Thursday, June 28, 2018

Variations on the Melody of Love - Part 3

Lana on the deck of our cabin

See Part 1 here, see Part 2 here

I'm always learning. I listen closely to people, even strangers, and they unknowingly teach me what to do, but also what not to do. For instance (small thing): I hate doing dishes by hand. I've always had a dishwasher. There is no way a dishwasher fits into my kitchen now. Even though I've explored all possibilities, the drawer kind, the shelf kind, the box kind and even a portable is out of the question. So a blogmate recently wrote about making dish-washing a kind of meditation at the end of the day and I find this extraordinarily peaceful and think: I am so very fortunate to still be able to stand and do wishes even with my PVD as I can lean on the counter if needed, but yes, taking care of one's self involves washing dishes and leaving a welcoming clean kitchen for the morning. Thank you, Kate.
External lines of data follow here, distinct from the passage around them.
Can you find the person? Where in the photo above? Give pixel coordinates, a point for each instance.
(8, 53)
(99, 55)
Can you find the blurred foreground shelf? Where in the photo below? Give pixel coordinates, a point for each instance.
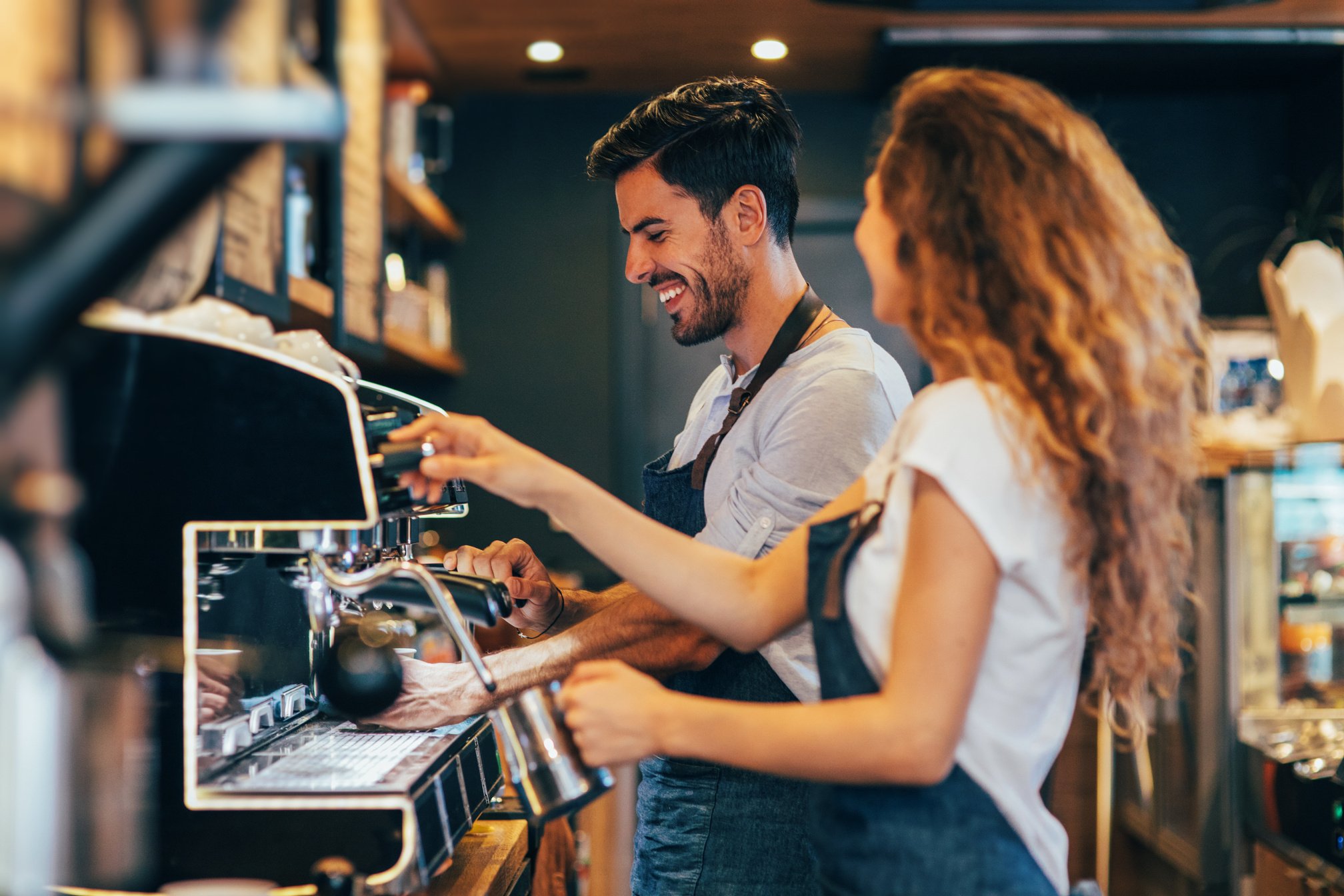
(407, 351)
(491, 860)
(409, 202)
So Lana, upstairs in the cabin, made friends with this enormous tree outside of one of her windows. She'd come down in the mornings and tell me about the movements of the tree, how it was reacting to the sun (light and shadow, ever changing) and how the rustling sound of it soothed her thoughts and kept her present in the moment. The tree was speaking to her every day.
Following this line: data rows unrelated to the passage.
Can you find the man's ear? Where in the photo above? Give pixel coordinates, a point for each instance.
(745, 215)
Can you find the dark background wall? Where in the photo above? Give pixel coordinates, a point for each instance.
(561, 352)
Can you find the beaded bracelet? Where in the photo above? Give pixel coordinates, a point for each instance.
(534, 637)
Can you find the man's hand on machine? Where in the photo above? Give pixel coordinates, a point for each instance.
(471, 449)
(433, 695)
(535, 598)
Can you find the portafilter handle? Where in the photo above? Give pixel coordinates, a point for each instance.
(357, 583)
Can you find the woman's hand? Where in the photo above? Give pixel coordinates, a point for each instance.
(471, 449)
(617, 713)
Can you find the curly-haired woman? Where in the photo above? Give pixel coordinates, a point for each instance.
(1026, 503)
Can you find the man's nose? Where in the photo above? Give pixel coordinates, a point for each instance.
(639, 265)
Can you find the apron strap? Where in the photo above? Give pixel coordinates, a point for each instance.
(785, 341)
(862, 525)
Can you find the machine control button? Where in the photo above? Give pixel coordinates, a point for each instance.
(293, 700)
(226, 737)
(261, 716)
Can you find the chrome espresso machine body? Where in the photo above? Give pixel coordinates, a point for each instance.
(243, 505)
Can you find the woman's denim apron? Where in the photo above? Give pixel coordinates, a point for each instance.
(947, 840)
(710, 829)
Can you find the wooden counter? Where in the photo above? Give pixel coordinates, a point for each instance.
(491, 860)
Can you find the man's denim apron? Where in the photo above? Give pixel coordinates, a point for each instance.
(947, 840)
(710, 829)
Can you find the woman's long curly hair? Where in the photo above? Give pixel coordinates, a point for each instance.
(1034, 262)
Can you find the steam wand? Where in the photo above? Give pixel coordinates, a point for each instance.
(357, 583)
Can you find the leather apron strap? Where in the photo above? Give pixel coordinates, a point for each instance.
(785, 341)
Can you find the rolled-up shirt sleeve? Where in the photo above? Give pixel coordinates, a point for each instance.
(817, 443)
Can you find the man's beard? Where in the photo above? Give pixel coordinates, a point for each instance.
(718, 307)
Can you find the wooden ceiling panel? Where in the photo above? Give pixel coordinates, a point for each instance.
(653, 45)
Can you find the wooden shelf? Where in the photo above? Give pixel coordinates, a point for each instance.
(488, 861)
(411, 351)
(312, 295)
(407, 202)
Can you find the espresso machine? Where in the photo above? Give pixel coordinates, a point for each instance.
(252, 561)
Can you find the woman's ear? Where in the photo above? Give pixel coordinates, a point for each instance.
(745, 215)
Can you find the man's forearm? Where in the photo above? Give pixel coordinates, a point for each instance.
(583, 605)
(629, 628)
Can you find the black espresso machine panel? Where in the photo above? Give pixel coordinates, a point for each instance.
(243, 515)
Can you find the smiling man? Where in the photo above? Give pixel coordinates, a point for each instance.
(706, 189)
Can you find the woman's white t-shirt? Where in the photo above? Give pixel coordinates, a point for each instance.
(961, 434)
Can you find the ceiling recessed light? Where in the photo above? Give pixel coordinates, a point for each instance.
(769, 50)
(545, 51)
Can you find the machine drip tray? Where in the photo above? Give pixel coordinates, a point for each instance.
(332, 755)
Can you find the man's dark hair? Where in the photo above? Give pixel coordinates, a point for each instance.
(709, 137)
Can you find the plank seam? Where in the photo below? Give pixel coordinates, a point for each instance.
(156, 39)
I sat outside with her and we watched this particular tree together and looked at the many colours of green and the interweaving gentle branches and how it sheltered us and we speculated how it was watching us as we were watching it. Extraordinary to take that kind of time with someone else. Normally I would read a book or knit or write. But I sat with her and did absolutely nothing.

Now, if you're ever wondering where to eat when you are travelling and if you can, try the local golf club restaurant if there is one. A tourist who stayed with me back in the B&B days passed this tip on from her father who was a world traveller. We tried our local golf club the second day of our stay and were bowled over with the quality of the food and reasonable prices and fantastic service. So we went back on the 4th day.
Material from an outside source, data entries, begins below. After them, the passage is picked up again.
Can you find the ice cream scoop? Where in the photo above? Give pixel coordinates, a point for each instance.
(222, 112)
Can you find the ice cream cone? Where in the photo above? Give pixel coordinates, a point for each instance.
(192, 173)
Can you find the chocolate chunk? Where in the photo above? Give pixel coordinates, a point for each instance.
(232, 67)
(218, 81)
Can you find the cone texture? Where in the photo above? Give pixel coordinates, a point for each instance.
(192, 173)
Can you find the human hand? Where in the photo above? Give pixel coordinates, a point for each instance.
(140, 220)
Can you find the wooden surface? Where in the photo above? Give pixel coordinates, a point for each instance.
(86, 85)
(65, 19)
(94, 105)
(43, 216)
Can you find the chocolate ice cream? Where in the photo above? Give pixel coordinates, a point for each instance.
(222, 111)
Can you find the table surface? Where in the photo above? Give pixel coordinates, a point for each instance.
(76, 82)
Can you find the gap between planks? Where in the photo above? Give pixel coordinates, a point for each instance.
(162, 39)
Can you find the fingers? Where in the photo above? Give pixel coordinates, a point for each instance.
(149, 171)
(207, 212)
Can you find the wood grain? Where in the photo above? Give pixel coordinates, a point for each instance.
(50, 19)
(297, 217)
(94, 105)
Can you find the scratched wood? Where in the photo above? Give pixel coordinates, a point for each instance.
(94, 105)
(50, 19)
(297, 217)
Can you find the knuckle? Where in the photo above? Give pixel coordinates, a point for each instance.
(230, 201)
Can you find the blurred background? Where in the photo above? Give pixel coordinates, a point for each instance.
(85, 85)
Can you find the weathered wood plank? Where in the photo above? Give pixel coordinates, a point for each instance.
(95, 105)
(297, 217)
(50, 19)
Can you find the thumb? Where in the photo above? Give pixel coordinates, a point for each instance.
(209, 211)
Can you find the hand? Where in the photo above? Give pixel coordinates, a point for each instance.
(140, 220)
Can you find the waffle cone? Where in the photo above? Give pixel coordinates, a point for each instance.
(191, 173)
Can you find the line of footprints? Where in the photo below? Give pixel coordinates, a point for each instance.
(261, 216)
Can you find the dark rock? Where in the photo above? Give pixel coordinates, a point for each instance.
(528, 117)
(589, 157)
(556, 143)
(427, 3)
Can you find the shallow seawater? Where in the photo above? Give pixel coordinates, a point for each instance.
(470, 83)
And it was there that Lana sat staring at me across the table for what seemed like an eternity and then put her slightly shaking hands flat on the table and taking a huge breath said:
"We go back a long way, WWW, and I'm wondering if you could answer this big question I'm going to put to you. If you can't, I'll understand but there is no one else for me to ask."

I couldn't even think of anything she would want to ask me, but I nodded: why of course.

"Have you noticed any major changes in me? I'm thinking physical, mental, emotional or spiritual?"

My heart skipped a beat. I couldn't stop the sudden rush of tears to my eyes. I took my time. Sweet Goddess help me, I thought. Truth? Fudging? Evasion?

"Yes," I whispered, "Yes, yes I have, Lana."

And then our real conversations began.

See Part 4 here.


  1. What a brave woman your Lana is!

  2. I still have to read one and two but loved this. Advancing age, I think, makes us more comfortable with truths we may have shied away from in earlier years. Your comments about washing dishes reminded me of "Peace Is Every Step" by Thich Nhat Hanh. He says exactly that. Give the task your whole attention and it becomes a meditation.

  3. I loved reading this even as my heart was breaking for you both. She shows great courage in asking this question as do you for telling her the truth. And, you are right about the meditative nature of tasks. Thanks again for the lovely postcard.

  4. Thank you for bringing us into this conversation between you and Lana. And between you both and the tree! -Kate

  5. So much to take in and learn from in this post. Truly seems you two were meant to take this trip together, and I mean that in more ways than one. Thank you for sharing and blessings to both of you. Kim in PA

  6. I don't think, she would ask you , if she didn't really want to know.
    I am sure you made the right decision because you know all the circumstances and her.

    1. My mother was asked this question by the daughter of a friend( the daughter wanted to know mom's opinion of HER mother).
      She told her she wasn't qualified to make that kind of decision. It really took my mom by surprise.
      I do think we all needed to hear this conversation and thank you so much for sharing and looking forward to the rest of the story, your opinion and actions soothe me.

  7. I've been washing dishes for 50 years, sometimes with dishwasher, sometimes without -- doesn't make much difference to me. I love the warm soapy water, the clanking of the plates, the satisfaction you get when it's all done, and the appreciation you get from everyone, esp. the cook. Love ur touching account of Lana.